Please Read, Because You Can

Posted: September 9, 2013 in Uncategorized
Tags: , , , , , , ,

illiteracyIf you are reading this, chances are someone taught you how to read. So, please read further, because I’d like to take a couple of minutes to step away from my usual writer’s neuroses and film talk, to address an issue about which I care a great deal: Illiteracy. I started reading at a very early age, and as such, I have no memory of not being able to read. The same cannot be said for a staggering number of people around the world, even in the twenty-first century. It’s really quite amazing that this is still a problem, and it most certainly is a problem.

Illiteracy means not being able to fill out a simple job application, not being able to read to one’s children, to not be able to write to friends and family members. It means not being able to read a court summons, or a sign on the highway. To not experience Middle Earth or Hogwarts (while good, the movies just aren’t the same), to not be able to learn about the awe-inspiring nature of the universe. To not be able to enjoy Lovecraft or Poe, Vonnegut or Steinbeck. To be adrift in a sea of communications with no compass, no map.

Consider the following facts about illiteracy in America, from Do Something:

    1. Two-thirds of students who cannot read proficiently by the end of 4th grade will end up in jail or on welfare. Over 70 percent of America’s inmates cannot read above a 4th grade level.
    2. 1 in 4 children in America grow up without learning how to read.
    3. As of 2011, America was the only free-market OECD (Organization for Economic Cooperation and Development) country where the current generation was less well educated than the previous.
    4. Literacy is a learned skill. Illiteracy is passed down from parents who can neither read nor write.
    5. Nearly 85 percent of the juveniles who face trial in the juvenile court system are functionally illiterate, proving that there is a close relationship between illiteracy and crime.
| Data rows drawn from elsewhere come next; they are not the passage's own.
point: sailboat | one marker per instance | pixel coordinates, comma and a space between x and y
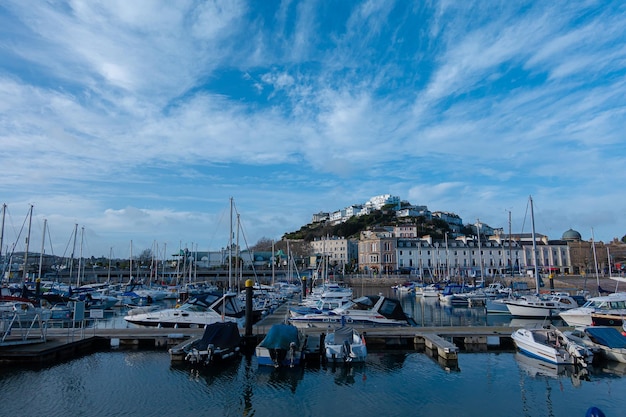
535, 306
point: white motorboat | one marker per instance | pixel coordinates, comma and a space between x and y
345, 345
540, 306
605, 340
220, 342
367, 311
551, 345
284, 345
197, 312
606, 304
430, 290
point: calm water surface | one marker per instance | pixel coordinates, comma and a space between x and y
145, 383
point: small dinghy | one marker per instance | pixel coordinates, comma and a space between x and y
345, 345
220, 342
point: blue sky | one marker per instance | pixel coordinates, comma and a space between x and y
139, 120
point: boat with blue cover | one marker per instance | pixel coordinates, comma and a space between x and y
283, 346
220, 342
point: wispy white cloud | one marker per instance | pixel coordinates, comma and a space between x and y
140, 119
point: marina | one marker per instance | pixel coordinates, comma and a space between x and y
132, 373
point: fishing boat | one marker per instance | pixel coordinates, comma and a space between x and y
550, 344
345, 345
220, 342
283, 346
196, 312
367, 311
605, 305
604, 340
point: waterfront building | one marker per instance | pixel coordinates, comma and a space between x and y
337, 251
377, 251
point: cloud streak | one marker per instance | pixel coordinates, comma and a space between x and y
141, 119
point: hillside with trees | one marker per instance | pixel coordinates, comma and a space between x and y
351, 228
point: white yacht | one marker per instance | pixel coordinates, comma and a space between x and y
540, 306
606, 304
197, 312
367, 311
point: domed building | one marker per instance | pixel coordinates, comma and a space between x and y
571, 235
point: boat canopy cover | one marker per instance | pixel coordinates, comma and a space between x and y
280, 336
220, 334
607, 336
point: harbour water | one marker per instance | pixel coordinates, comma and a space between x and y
391, 383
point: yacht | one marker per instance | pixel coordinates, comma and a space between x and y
367, 311
551, 305
197, 312
605, 305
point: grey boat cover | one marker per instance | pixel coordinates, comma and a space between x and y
607, 336
343, 334
280, 336
221, 335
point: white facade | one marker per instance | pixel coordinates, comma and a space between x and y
379, 201
462, 257
339, 251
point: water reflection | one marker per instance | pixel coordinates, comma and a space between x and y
536, 368
280, 378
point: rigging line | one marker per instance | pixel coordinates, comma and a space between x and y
50, 241
17, 240
525, 216
219, 222
69, 242
245, 240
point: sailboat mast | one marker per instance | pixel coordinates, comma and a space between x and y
480, 254
4, 210
109, 271
595, 259
80, 259
43, 242
230, 248
510, 251
73, 252
30, 220
532, 223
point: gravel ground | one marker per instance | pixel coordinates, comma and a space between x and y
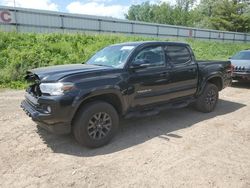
178, 148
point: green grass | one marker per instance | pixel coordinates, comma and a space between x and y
20, 52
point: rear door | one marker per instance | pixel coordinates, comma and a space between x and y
183, 71
149, 84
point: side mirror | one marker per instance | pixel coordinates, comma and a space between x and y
140, 64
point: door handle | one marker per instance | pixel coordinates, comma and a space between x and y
164, 74
192, 70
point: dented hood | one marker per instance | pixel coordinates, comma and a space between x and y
55, 73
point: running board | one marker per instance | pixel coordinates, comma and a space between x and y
156, 110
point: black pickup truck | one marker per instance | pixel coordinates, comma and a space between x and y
121, 81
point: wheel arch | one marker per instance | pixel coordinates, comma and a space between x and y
109, 97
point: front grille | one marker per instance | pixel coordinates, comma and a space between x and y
239, 69
34, 90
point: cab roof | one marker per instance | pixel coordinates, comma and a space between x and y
139, 43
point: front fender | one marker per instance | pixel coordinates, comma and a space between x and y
84, 95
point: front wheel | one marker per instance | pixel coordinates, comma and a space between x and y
207, 101
95, 124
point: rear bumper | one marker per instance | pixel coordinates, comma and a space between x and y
241, 76
58, 121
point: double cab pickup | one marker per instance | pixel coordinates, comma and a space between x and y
120, 81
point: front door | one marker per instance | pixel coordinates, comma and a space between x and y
149, 84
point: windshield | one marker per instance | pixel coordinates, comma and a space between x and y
112, 56
244, 55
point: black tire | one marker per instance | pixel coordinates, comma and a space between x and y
207, 101
89, 131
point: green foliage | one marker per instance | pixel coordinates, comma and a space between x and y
20, 52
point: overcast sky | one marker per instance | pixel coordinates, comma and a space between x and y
113, 8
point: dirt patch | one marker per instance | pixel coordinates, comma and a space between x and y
174, 149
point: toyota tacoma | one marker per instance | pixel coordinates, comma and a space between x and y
121, 81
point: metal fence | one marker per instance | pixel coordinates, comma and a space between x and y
29, 20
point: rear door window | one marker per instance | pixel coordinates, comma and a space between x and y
178, 55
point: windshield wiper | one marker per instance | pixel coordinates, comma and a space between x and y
102, 65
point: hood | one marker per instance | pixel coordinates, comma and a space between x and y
241, 63
55, 73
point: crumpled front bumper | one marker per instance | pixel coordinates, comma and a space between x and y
54, 122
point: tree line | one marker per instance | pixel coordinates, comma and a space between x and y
228, 15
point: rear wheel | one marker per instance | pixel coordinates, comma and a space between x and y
95, 124
207, 101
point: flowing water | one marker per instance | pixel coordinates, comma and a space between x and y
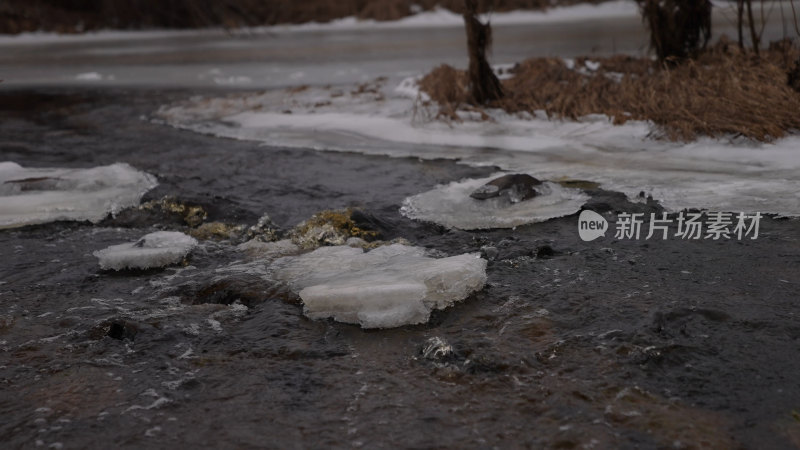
571, 344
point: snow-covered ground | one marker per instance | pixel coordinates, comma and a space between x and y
153, 250
38, 195
390, 119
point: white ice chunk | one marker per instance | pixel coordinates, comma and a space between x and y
157, 249
450, 205
269, 250
39, 195
386, 287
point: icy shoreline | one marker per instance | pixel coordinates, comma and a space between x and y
712, 174
38, 195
More than 60 percent of all inmates are functionally illiterate.
    6. 53 percent of 4th graders admitted to reading recreationally “almost every day,” while only 20 percent of 8th graders could say the same. (2009 study)
    7. 75 percent of Americans who receive food stamps perform at the lowest 2 levels of literacy, and 90 percent of high school dropouts are on welfare.
    8. Teenage girls ages 16 to 19 who live at or below the poverty level and have below average literacy skills are 6 times more likely to have children out of wedlock than the girls their age who can read proficiently.
    9. Reports show that low literacy directly costs the healthcare industry over $70 million every year.
    10. In 2013, Washington, D.C. was ranked the most literate American city for the third year in a row, with Seattle and Minneapolis close behind.
    11. Long Beach, CA was ranked the country’s most illiterate city, followed by Mesa, AZ, and Aurora, CO.

    I cite stats about the US because that’s where I live and I wouldn’t think to criticize other countries, although it is safe to say that this problem is not limited to any particular country or culture. Obviously, there is something wrong here; I’m not going to get into the politics of illiteracy, because no single person or administration can carry the blame. This issue is generational and cultural, as well as political. That capable residents of any country, no matter how few, are unable to read or write is an indictment on the failure of that country to look after its own people. That there are cultures and governments with a vested interest in maintaining an illiterate populace goes without saying, and it is only by education that there can have any hope of change.

    Most communities have some sort of literacy program but, of course, many of these programs are perilously underfunded and in desperate need of volunteers. If you have an interest in donating your time, please consider volunteering at a literacy program in your area, which can be found here:

    Pro Literacy

    The ability to read and write are fundamental cornerstones to self-sufficiency and self-respect. If you’ve made it this far, thank you for reading, and thank you to the person who taught you – they obviously did well.